How are the troposphere and mesosphere different?
The troposphere (lowest layer) gets colder with height, contains most weather and air pollution, and is where we live. The mesosphere (third layer up) also gets colder with height, is very thin, has the coldest temperatures in the atmosphere, and is where meteors burn up.
Why is energy lost between each level in a food chain?
About 90% of energy is lost between each level because energy escapes as heat during respiration, movement, and through undigested waste. This is why food chains rarely have more than 4-5 links and why there are fewer animals at higher levels (like wolves) than lower levels (like rabbits).
How have humans changed the carbon cycle in the last 200 years?
humans release about 12-13 billion tons of carbon yearly, mainly from burning fossil fuels (9-10 billion tons) and deforestation (1-2 billion tons). About 55% stays in the atmosphere, 25% goes into oceans causing acidification, and 20% is absorbed by land plants. This has increased atmospheric CO₂ from 280 to over 420 parts per million.
Evaluate how climate change is projected to impact the global water cycle and the implications for water security.
Climate change is projected to intensify the water cycle with more extreme precipitation events, longer droughts, increased evaporation rates, and altered rainfall patterns. Rising sea levels will cause saltwater intrusion into coastal aquifers. This creates water security challenges including increased flooding and drought risks, reduced reliability of water supplies, and competition for diminishing resources. Regional impacts vary dramatically, with many already water-stressed regions facing greater challenges.
How do different ways of measuring development (GDP, HDI, Gini, Happy Planet Index) show different pictures?
Different measures reveal different priorities: GDP shows economic output but misses wellbeing (Qatar is rich but has labor issues); HDI adds health and education (Norway ranks high); Gini shows inequality (South Africa has high inequality despite moderate GDP); and Happy Planet Index measures sustainable happiness (Costa Rica outperforms many wealthy nations despite lower income).

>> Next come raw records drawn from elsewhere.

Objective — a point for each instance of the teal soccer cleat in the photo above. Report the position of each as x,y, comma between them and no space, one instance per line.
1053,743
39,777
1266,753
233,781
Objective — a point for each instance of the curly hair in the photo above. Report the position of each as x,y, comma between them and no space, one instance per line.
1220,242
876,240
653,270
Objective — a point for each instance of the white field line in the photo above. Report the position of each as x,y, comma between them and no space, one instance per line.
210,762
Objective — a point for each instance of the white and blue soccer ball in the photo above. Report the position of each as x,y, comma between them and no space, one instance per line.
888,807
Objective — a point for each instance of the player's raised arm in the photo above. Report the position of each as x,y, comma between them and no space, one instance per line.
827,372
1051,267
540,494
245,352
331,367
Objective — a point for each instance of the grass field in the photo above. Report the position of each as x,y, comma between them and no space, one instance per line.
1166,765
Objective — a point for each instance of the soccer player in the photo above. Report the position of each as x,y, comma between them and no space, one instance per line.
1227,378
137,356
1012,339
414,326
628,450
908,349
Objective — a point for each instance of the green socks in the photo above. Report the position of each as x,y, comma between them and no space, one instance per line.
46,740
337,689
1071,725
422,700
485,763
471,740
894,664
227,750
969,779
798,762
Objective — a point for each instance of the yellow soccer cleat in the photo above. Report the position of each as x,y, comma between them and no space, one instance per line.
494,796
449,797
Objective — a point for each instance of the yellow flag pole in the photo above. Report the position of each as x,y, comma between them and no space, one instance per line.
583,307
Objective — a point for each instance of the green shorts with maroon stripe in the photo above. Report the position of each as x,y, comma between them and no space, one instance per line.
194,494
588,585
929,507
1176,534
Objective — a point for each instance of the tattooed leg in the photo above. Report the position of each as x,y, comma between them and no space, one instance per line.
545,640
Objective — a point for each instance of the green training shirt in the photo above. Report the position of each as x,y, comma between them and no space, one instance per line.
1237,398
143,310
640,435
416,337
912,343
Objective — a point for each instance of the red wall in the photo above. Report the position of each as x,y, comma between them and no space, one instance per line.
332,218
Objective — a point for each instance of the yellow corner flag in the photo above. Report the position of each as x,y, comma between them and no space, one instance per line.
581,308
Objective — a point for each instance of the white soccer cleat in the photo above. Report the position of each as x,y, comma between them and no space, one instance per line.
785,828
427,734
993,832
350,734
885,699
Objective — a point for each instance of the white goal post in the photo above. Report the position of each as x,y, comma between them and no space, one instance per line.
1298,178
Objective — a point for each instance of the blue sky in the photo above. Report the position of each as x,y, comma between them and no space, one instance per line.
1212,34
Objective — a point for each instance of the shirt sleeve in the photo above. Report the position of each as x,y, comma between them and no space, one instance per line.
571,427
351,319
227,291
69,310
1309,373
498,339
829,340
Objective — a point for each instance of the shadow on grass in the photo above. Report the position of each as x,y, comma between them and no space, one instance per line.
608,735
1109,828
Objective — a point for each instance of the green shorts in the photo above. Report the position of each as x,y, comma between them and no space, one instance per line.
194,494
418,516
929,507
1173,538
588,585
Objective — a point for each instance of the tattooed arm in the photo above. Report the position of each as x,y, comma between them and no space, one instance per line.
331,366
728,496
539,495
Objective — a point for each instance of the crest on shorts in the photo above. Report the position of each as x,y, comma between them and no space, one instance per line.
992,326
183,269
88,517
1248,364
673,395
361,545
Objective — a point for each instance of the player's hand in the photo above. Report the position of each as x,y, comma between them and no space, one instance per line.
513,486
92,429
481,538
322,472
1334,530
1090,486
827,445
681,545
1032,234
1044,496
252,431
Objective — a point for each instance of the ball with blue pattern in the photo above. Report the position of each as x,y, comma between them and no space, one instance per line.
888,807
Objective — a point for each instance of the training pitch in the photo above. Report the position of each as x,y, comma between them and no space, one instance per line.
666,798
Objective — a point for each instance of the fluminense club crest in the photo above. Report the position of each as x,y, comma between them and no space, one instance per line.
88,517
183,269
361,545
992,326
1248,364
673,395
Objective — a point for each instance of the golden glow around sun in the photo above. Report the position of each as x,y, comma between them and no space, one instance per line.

How have human activities changed different layers of the atmosphere?
Humans have increased greenhouse gases in the troposphere causing warming, while CFCs damaged the ozone layer in the stratosphere. These changes create feedback loops: Arctic ice melting absorbs more heat; warming releases more water vapor (a greenhouse gas); and thawing permafrost releases methane, further increasing warming.
How is climate change affecting ecosystems worldwide?
Climate change is disrupting ecosystems through warming temperatures and changing rainfall. Coral reefs are bleaching, deserts are expanding, and polar habitats are shrinking. Species timing is getting mismatched (like pollinators arriving before flowers bloom), and some areas may reach tipping points where ecosystems completely transform, like Amazon rainforest potentially becoming savanna.
What are the pros and cons of different ways to remove carbon from the atmosphere?
Natural methods like reforestation are cheaper ($10-50/ton) but can be reversed by fires and need lots of land. Technological solutions like direct air capture could remove unlimited carbon but are expensive ($100-600/ton) and energy-intensive. Soil carbon enhancement is promising but hard to measure, while ocean-based approaches risk ecological damage. The best strategy combines approaches, but none replace the need to reduce emissions.